The river came into view just past a row of half-sunken posts that might've once marked a dock. It ran along the city's edge, wide and fast, its banks cluttered with storage sheds and rope-strung walkways.

The checkpoint was up ahead—nothing more than a watchhouse and a few armed workers with ledgers and carts.

Then the shouting started.

Elias stopped walking. So did Kaelen.

Across the slope near the river, a carriage was under siege.

Four masked figures darted in and out of cover—fast, precise, and practiced.
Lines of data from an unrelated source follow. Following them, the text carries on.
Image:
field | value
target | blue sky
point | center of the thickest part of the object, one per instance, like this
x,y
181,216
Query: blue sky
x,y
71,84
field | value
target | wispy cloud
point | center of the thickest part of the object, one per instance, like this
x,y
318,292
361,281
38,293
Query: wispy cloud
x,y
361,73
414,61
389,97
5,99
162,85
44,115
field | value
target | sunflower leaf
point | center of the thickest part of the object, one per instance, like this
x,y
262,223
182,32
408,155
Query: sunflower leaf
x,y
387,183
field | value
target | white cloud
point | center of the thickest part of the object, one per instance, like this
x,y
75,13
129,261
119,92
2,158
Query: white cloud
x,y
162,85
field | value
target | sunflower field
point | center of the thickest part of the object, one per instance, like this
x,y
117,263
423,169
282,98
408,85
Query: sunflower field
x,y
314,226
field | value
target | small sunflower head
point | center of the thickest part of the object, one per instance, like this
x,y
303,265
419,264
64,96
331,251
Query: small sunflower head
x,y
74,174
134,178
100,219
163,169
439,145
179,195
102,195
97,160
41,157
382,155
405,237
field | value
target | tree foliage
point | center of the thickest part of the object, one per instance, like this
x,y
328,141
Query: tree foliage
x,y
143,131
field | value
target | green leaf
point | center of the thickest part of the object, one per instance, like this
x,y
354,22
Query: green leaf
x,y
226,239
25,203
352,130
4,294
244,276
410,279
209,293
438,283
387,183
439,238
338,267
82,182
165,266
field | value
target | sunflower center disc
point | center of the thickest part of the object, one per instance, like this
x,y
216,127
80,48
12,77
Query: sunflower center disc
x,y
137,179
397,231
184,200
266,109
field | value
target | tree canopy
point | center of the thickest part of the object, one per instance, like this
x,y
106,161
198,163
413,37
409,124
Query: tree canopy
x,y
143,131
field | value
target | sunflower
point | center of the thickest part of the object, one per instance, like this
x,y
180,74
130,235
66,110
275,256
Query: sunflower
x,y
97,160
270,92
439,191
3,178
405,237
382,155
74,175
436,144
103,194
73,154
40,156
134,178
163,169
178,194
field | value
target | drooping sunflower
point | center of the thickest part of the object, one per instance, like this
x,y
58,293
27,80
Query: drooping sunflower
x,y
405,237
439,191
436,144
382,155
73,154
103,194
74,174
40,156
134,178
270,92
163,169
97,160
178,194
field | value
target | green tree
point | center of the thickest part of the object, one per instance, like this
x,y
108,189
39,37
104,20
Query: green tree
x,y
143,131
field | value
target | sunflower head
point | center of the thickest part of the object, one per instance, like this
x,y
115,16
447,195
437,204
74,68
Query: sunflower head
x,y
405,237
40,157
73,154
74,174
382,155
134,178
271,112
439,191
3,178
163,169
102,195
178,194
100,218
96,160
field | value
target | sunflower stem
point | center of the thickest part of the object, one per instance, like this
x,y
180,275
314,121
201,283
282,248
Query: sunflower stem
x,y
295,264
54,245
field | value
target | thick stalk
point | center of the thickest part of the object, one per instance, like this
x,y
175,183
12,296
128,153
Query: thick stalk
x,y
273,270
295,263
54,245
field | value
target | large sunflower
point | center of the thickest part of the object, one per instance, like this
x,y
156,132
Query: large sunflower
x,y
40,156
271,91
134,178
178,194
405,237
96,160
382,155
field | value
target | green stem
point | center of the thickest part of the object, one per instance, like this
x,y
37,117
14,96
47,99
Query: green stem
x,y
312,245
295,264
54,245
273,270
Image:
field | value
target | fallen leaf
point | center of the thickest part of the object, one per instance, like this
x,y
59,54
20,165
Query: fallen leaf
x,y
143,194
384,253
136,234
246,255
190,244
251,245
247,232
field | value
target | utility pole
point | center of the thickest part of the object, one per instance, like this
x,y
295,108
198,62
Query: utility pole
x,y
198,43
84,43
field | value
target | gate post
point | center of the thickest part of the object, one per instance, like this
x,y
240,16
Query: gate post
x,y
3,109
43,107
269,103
One sent bursts of compressed air to scatter the checkpoint guards. Another raised jagged slabs of stone from the riverbank, slamming them into the road to block escape. Sparks lit the air as a third climbed onto the carriage, trying to tear the rear doors open.

Guards retaliated in bursts—streams of water hammering down across the attackers' path, fire curling along the stone barricades to keep them pinned. One guard barked orders while the others held formation.

Rauel's jaw tightened. "They're organized."

Beside him, Harlan was already moving—hand on the grip of his weapon, expression locked into something cold and focused.

Then one of the bandits broke from cover and hurled a crackling arc of lightning across the clearing—fast, wild, and wide.

It missed the guards.

And came straight for Elias.

He didn't move.

There wasn't time.

Kaelen shouted his name—

And the lightning closed the distance.